IRF6 PATHWAYS AND GENE TARGETS IN PALATE DEVELOPMENT

味觉发育中的 IRF6 通路和基因靶标

• 批准号: 6845929
• 负责人: BRIAN C SCHUTTE
• 金额: $ 19.91万
• 依托单位: UNIVERSITY OF IOWA
• 依托单位国家: 美国
• 财政年份: 2004
• 资助国家: 美国
• 起止时间: 2004-08-01 至 2009-07-31
• 项目状态: 已结题
• 来源: https://reporter.nih.gov/project-details/6845929
• 关键词: biological models; biological signal transduction; cell population study; cell type; cleft lip; cleft palate; cognition disorders; congenital oral /facial /cranial defect; developmental genetics; disease /disorder etiology; functional /structural genomics; gene expression; gene expression profiling; gene mutation; genetic models; genetically modified animals; histogenesis; human subject; immunocytochemistry; microarray technology; palate; patient oriented research; syndrome; transcription factor; transforming growth factors

The goal of Project 0003 is to discover the genes that contribute to isolated cleft lip and palate, a common disorder with complex etiology. This project will study IRF6, a gene that encodes the transcription factor Interferon Regulatory Factor 6. Mutations in IRF6 cause Van der Woude syndrome (VWS). VWS is an outstanding clinical model for isolated cleft lip and palate because the phenotypes of VWS and isolated cleft lip and palate are similar.
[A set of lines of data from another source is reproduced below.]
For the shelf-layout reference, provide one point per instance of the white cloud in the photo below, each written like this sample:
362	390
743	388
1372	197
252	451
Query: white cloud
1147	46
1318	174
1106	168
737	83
It is also an outstanding genetic model, since alleles of IRF6 are highly associated with isolated cleft lip and palate in nine geographically distinct populations. These results prove that IRF6 is a key component of a critical pathway in palate development. In this proposal we use mouse models to identify the IRF6 pathway and other genes therein. There are two main hypotheses, 1) IRF6 is a mediator of Tgfb signaling and 2) IRF6 gene targets are essential for palate development. There are three Specific Aims. Specific Aim 1 will determine which cell-type expresses Irf6 in the palate. This basic information will immediately suggest Irf6 pathways and gene targets. Specific Aim 2 will determine which pathways require Irf6 for palate development. The Tgfb3 signaling pathway is essential for palate development and Tgfb3 is expressed at about the same time and place as Irf6. Knockout mice will be used to test the hypotheses that Tgfb3 is essential for expression of Irf6 in the palate shelves. Specific Aim 3 will use microarray analysis to identify the target genes for Irf6 during palate development. In addition, if Irf6 is a mediator for Tgfb3, then gene expression in the palate will be similar in Tgfb3-/- and Irf6-/- mice. Addressing these aims will advance our understanding of Irf6, a gene that is essential in craniofacial development. Further, the IRF6 pathways and targets, discovered in this proposal, will be assessed for their involvement in cleft lip and palate in Project 0001 and in palate development in Project 0004 and Cores 9003 and 9004. This aggregate knowledge will enhance our ability to determine the causes of, and develop preventive interventions for, orofacial clefts.

项目0003的目标是发现导致孤立性唇腭裂的基因，唇腭裂是一种病因复杂的常见疾病。该项目将研究IRF 6，一种编码转录因子干扰素调节因子6的基因。IRF 6突变导致货车德沃德综合征（VWS）。VWS与单纯性唇腭裂的表型相似，是孤立性唇腭裂的一种优秀的临床模型。它也是一个杰出的遗传模型，因为IRF 6的等位基因与9个地理上不同的人群中的孤立性唇腭裂高度相关。这些结果证明IRF 6是腭发育中关键途径的关键组分。在这个建议中，我们使用小鼠模型来识别 IRF 6通路和其中的其他基因。有两个主要假设，1）IRF 6是Tgfb信号传导的介导者，2）IRF 6基因靶标对于腭发育是必需的。有三个具体目标。 具体目标1将确定哪种细胞类型在腭中表达Irf 6。这些基本信息将立即提示Irf 6途径和基因靶点。具体目标2将确定哪些途径需要Irf 6用于腭发育。Tgfb 3信号通路对于腭发育是必需的，并且Tgfb 3与Irf 6在大约相同的时间和位置表达。将使用敲除小鼠来检验Tgfb 3对于Irf 6在腭架中的表达是必需的这一假设。Specific Aim 3将使用微阵列分析来鉴定在腭发育期间Irf 6的靶基因。此外，如果Irf 6是Tgfb 3的介体，那么在Tgfb 3-/-和Irf 6-/-小鼠中腭中的基因表达将是相似的。实现这些目标将促进我们对Irf 6的理解，Irf 6是颅面发育中必不可少的基因。此外，IRF 6途径和目标，发现在这个建议，将评估他们参与唇腭裂， 项目0001和项目0004以及核心9003和9004中的腭开发。这些知识的积累将提高我们确定口面裂的原因和制定预防措施的能力。